Moore and Luke wasted no time in offloading almost all domestically-focused smaller stocks favoured by Woodford.
Instead, they have backed bigger businesses with more international appeal. The top ten holdings are unrecognisable from the fund they inherited.
No longer a one-man show, the two managers are injecting a more questioning approach to stock selection.
Moore says: ‘We feel it is essential that we should each constantly challenge each other – and not make any decisions without agreement.
There is a 16-strong team of analysts behind us so we are scrutinised and not isolated when picking stocks.’
It is a marked difference to Neil Woodford’s overconfidence in his own risky stock picks.
They are now focused on a ‘high conviction’ portfolio of about 30 holdings.
Their aim is to beat the return of the FTSE All-Share Index by investing in predominantly mid-sized firms.
Moore says: ‘We are not interested in blue-sky thinking outfits that may end up as a passing fad – but look at those with a solid track record where we feel there is room for strong dividend yields and potential for increased growth that may be global.’
Top of their holdings is National Express Group at just under 4 per cent of their portfolio.
Another major chunk of assets is put into infrastructure firm John Laing Group.
Moore says: ‘Both these companies have reinvented themselves in recent years as innovative international players.
For example, John Laing is now involved in major overseas projects, such as building railway systems in Australia.’
But this new beginning – and rebranding – comes at a cost.
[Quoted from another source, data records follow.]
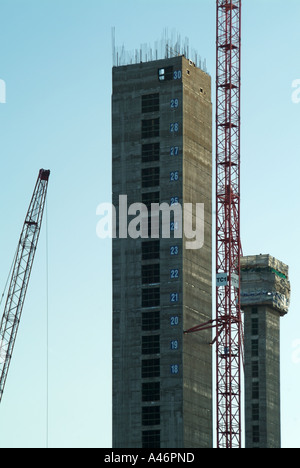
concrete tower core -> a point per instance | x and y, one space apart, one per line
265 295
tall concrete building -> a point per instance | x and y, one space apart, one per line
265 295
162 153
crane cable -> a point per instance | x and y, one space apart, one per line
47 329
9 277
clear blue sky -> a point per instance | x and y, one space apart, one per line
56 60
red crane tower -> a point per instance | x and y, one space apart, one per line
20 275
228 243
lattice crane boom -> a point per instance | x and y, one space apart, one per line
21 274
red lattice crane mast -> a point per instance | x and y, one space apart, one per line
228 243
20 275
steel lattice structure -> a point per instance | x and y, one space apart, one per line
20 275
228 245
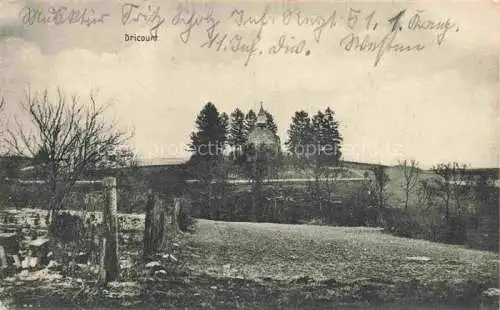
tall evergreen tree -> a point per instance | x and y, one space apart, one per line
250 120
209 139
271 125
326 137
331 137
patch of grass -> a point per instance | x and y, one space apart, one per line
362 263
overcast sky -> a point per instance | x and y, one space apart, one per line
438 104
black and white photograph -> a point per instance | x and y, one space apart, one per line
249 154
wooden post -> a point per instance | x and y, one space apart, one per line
110 222
156 226
176 215
148 226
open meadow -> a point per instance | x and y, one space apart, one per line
237 265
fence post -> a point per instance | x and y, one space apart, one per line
110 221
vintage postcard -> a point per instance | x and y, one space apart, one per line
261 154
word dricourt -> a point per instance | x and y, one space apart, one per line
140 38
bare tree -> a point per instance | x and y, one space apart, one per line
453 184
67 139
411 176
381 181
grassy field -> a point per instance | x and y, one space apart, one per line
229 265
343 264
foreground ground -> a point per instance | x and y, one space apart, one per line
267 266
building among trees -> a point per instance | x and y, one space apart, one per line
262 135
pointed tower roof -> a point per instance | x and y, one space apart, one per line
262 116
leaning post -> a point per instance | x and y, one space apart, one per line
110 221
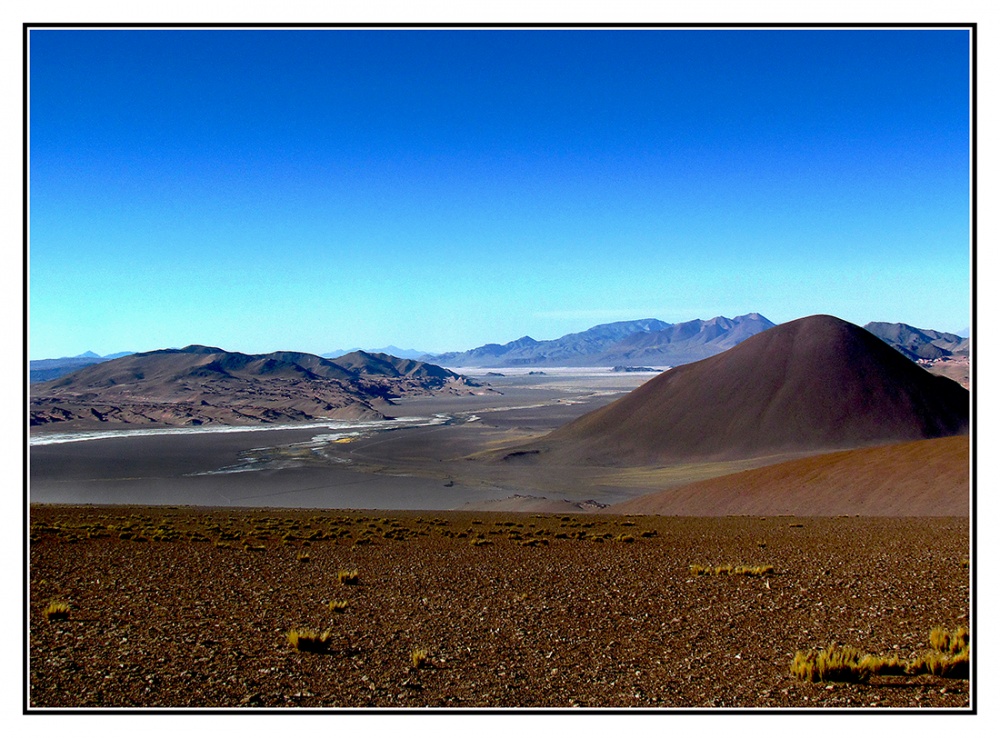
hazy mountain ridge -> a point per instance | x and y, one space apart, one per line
920 343
648 341
199 385
811 385
42 370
The fund value fell by almost 7 per cent in January – compared to a FTSE All-Share Index fall of just over 3 per cent – as the new management sold off unwanted assets inherited from Woodford.
But this is still a step in the right direction for a fund that under hapless Woodford lost investors about a quarter of their money since launch in April 2017.
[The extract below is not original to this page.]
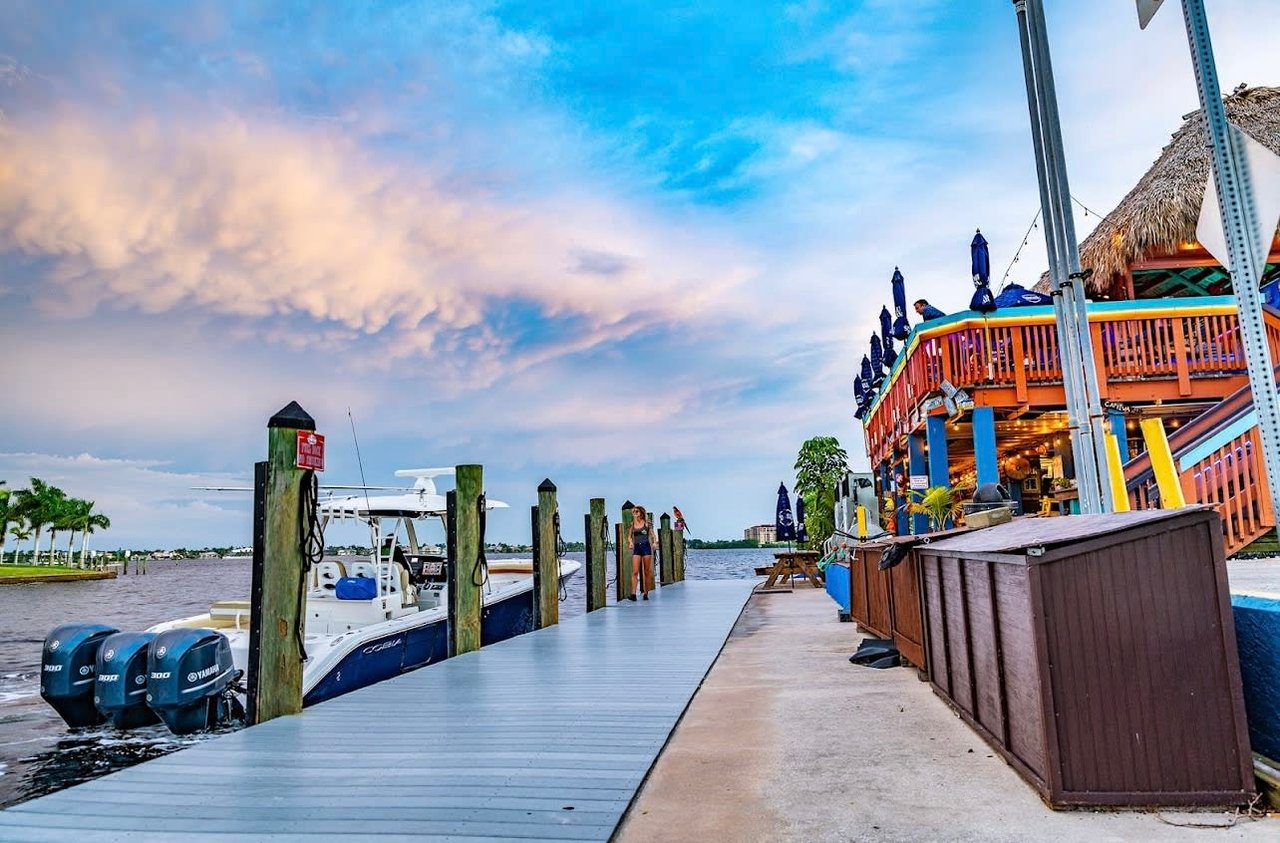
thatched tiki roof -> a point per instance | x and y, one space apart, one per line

Since the floodgates were reopened on February 13, about £3million has been taken out.
To encourage investors to give them a chance, the managers are waiving management fees until the end of May.
Moore and Luke each offer 21 years of fund management experience and are widely viewed as a safe pair of hands within the industry – if not necessarily in possession of a magic Midas touch.
But steadiness may be seen as a major asset for investors unnerved by the Woodford debacle.